Книги

Пиранья

22
18
20
22
24
26
28
30

«Видимо, надеется на помощь влиятельного папы, если что-то вдруг пойдет не по его сценарию. Надо и за ним наружку пустить, вдруг что-то интересное парни увидят».

Она позвонила Андрею, попросила его обеспечить наблюдение за Виталием Кармановым и немного успокоилась. Ничего ценного допрос не дал и оставил больше вопросов, чем принес ответов, Лена ужасно не любила такие вот «послевкусия», когда не получалось никакой ясности, а наоборот, все только запутывалось.

На кладбище в субботу они поехали рано, около девяти, чтобы успеть убрать могилу Юлькиного мужа и отца Лены до обеда, а потом вернуться к Крошиной. Юлька, как и обещала, испекла мясной пирог, какие-то невообразимо ароматные ватрушки с творогом, приготовила салат и даже сварила компот из купленных на базаре сухофруктов. Всю дорогу она со смехом рассказывала, как продавец, молодой восточный парнишка, уговаривал ее выйти за него замуж и уехать на его родину.

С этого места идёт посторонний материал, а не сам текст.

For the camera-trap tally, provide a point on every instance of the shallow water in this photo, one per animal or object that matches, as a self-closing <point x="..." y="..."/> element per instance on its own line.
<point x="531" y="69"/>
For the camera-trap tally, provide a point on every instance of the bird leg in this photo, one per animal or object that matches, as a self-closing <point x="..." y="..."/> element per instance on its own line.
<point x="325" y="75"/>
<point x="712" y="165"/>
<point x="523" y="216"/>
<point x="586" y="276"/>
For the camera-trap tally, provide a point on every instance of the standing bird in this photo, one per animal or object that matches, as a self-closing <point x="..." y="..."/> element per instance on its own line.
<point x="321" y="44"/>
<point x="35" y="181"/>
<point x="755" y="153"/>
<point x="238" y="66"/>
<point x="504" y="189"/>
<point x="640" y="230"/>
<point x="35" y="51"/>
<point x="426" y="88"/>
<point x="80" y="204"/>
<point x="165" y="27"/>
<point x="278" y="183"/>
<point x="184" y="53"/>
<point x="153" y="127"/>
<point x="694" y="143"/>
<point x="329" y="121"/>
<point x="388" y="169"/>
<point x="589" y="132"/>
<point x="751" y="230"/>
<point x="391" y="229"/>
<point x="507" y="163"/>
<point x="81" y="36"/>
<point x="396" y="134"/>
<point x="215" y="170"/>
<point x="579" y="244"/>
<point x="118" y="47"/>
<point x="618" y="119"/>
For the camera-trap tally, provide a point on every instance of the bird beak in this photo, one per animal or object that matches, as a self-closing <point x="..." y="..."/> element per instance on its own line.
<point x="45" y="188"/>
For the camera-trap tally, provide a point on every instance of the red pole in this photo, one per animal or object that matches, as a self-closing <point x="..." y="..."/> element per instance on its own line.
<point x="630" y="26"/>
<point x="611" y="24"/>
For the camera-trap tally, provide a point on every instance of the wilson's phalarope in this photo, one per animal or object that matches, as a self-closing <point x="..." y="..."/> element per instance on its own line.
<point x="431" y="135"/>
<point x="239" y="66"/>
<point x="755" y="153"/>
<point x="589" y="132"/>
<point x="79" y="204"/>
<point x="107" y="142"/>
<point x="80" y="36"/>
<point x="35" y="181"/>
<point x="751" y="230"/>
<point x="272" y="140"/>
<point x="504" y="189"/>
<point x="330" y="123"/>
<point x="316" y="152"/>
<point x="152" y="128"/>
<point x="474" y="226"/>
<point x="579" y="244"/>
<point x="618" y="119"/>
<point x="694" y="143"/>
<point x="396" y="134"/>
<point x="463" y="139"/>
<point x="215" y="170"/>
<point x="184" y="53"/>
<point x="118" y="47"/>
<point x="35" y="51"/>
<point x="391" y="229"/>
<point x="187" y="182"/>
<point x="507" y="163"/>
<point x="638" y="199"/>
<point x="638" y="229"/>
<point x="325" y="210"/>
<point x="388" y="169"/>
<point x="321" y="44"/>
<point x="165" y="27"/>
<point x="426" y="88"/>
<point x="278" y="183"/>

– Под шумок еще, поди, и обсчитал тебя рублей на двести – минимум, – заметил Андрей, глянув на Юльку в зеркало заднего вида.

– Фу, Паровозников, какой ты противный, – надув губы, огрызнулась она. – Наоборот, мне сушеный инжир достался безвозмездно, то есть даром – почти полкило, а я за сушеный инжир могу душу продать. И потом – ко мне полбазара сбежалось за автографами, у кого бы поднялась рука меня обсчитать?

– Ну да, не так часто звезды кинематографа заглядывают на наш рынок, – хохотнул Андрей, – можно и на полкило инжира расщедриться, не так уж накладно.

– Как ты с ним работаешь, скажи? – Юлька возмущенно посмотрела на Лену, но та отмахнулась:

– Я привыкла. Это он сегодня в хорошем настроении еще…

На кладбище было тихо, чуть ветрено и как-то особенно печально, Лена сразу уловила эту эмоцию, которую прежде не замечала. Возможно, виной всему были низкие тяжелые тучи, с самого утра закрывшие все небо. С деревьев, росших тут в огромном количестве, еще облетели не все листья и теперь шелестели в порывах ветра.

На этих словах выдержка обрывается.